En la primera conferencia de prensa que concedió, en el vuelo de regreso de Río de Janeiro, en julio de 2013, para explicar esa extraña convivencia entre dos papas en el Vaticano, Francisco utilizó una frase lindísima, que resume la relación que tuvieron: “es como tener al abuelo en casa, pero el abuelo sabio”. En esa oportunidad Bergoglio también dijo: “Hay algo que califica mi relación con Benedicto: yo lo quiero mucho. Siempre lo quise mucho, para mí es un hombre de Dios, es un hombre humilde, que reza. Yo fui muy feliz cuando fue electo Papa. También cuando él renunció para mí fue un ejemplo de un grande, un hombre de Dios, un hombre de oración”.
Su última carta
Más allá de esta gran relación, hubo siempre sectores opositores al actual papa que intentaron usar a Benedicto para atacar el pontificado reformista de Francisco. Fiel reflejo de esto fue cuando, en 2020, se vio obligado a pedir que retiraran su firma de un libro sobre el celibato del cardenal ultraconservador africano Robert Sarah, entonces prefecto de la Congregación del Culto Divino y famoso por sus posiciones contrarias a Francisco, del que teóricamente había sido coautor.

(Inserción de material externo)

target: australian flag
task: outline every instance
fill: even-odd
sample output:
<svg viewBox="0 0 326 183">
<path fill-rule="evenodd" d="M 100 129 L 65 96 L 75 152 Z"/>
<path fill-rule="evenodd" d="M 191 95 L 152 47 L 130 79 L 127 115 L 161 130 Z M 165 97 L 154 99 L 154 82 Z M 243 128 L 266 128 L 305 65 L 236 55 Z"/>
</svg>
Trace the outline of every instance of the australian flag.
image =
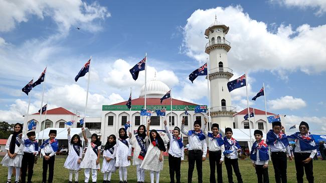
<svg viewBox="0 0 326 183">
<path fill-rule="evenodd" d="M 236 89 L 246 86 L 246 75 L 243 74 L 237 79 L 228 82 L 228 89 L 229 92 L 231 92 L 234 89 Z"/>
<path fill-rule="evenodd" d="M 28 93 L 32 90 L 33 85 L 33 80 L 31 80 L 30 82 L 27 84 L 26 86 L 22 88 L 22 91 L 28 96 Z"/>
<path fill-rule="evenodd" d="M 256 96 L 254 96 L 251 100 L 256 100 L 256 98 L 258 98 L 260 96 L 264 95 L 264 87 L 262 88 L 261 89 L 259 90 L 259 92 L 256 94 Z"/>
<path fill-rule="evenodd" d="M 207 63 L 206 62 L 204 66 L 194 70 L 193 72 L 189 75 L 189 80 L 191 82 L 194 83 L 195 80 L 198 76 L 207 76 Z"/>
<path fill-rule="evenodd" d="M 79 72 L 78 72 L 78 74 L 77 74 L 76 77 L 75 78 L 75 80 L 76 82 L 77 82 L 77 80 L 78 80 L 78 78 L 80 77 L 82 77 L 85 74 L 86 74 L 86 73 L 88 72 L 89 71 L 89 66 L 91 64 L 91 60 L 90 58 L 86 62 L 85 64 L 84 64 L 84 66 L 82 68 L 81 70 L 79 71 Z"/>
<path fill-rule="evenodd" d="M 47 110 L 47 106 L 48 106 L 48 104 L 47 104 L 45 105 L 44 105 L 44 106 L 43 106 L 42 107 L 42 114 L 43 114 L 43 112 L 45 112 L 45 111 Z M 40 110 L 39 110 L 39 112 L 41 112 L 41 109 Z"/>
<path fill-rule="evenodd" d="M 170 90 L 167 94 L 160 98 L 160 104 L 162 104 L 164 100 L 169 98 L 171 97 L 171 90 Z"/>
<path fill-rule="evenodd" d="M 145 64 L 146 64 L 146 59 L 147 56 L 145 56 L 145 58 L 140 60 L 140 62 L 135 64 L 133 68 L 129 70 L 134 80 L 137 80 L 138 78 L 138 74 L 139 74 L 139 71 L 144 70 L 145 70 Z"/>
<path fill-rule="evenodd" d="M 268 120 L 268 122 L 280 122 L 281 118 L 279 116 L 279 114 L 275 116 L 271 116 L 267 117 L 267 120 Z"/>
<path fill-rule="evenodd" d="M 44 78 L 45 77 L 45 72 L 47 72 L 47 68 L 45 68 L 44 71 L 41 74 L 41 76 L 39 78 L 36 82 L 33 84 L 33 88 L 34 88 L 38 85 L 41 84 L 41 82 L 44 81 Z"/>
<path fill-rule="evenodd" d="M 195 113 L 206 112 L 207 108 L 206 106 L 197 106 L 195 108 Z"/>
</svg>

En junio de 2020, pese a su ya frágil salud y desobedeciendo a sus médicos, el papa emérito rompió la auto-clausura al viajar a Alemania para despedirse de su hermano mayor, Georg, también sacerdote y ordenado el mismo día. Don Georg solía visitarlo en el Vaticano para pasar con él fiestas y períodos de vacaciones y compartía con él el amor por la música. Entonces, erradamente, la prensa alemana especuló con que el papa alemán se quedaría en su madre patria.
Con dificultades en el habla, movilidad y visión, pero lúcido, en su último año de vida un trago muy amargo para él fue tener que responder a acusaciones, surgidas de un informe de su Alemania natal, de haber encubierto a un sacerdote pedófilo cuando era arzobispo de Munich y Freising. Aunque en febrero de este año en una carta se defendió de esas denuncias, con la actitud humilde que lo caracterizó, también habló de grandísima culpa. Y habló de su muerte, que esperaba con serenidad. “Muy pronto me presentaré ante al juez definitivo de mi vida. Aunque pueda tener muchos motivos de temor y miedo cuando miro hacia atrás en mi larga vida, me siento sin embargo feliz porque creo firmemente que el Señor no sólo es el juez justo, sino también el amigo y el hermano que ya padeció Él mismo mis deficiencias y por eso, como juez, es también mi abogado (Paráclito). En vista de la hora del juicio, la gracia de ser cristiano se hace evidente para mí”.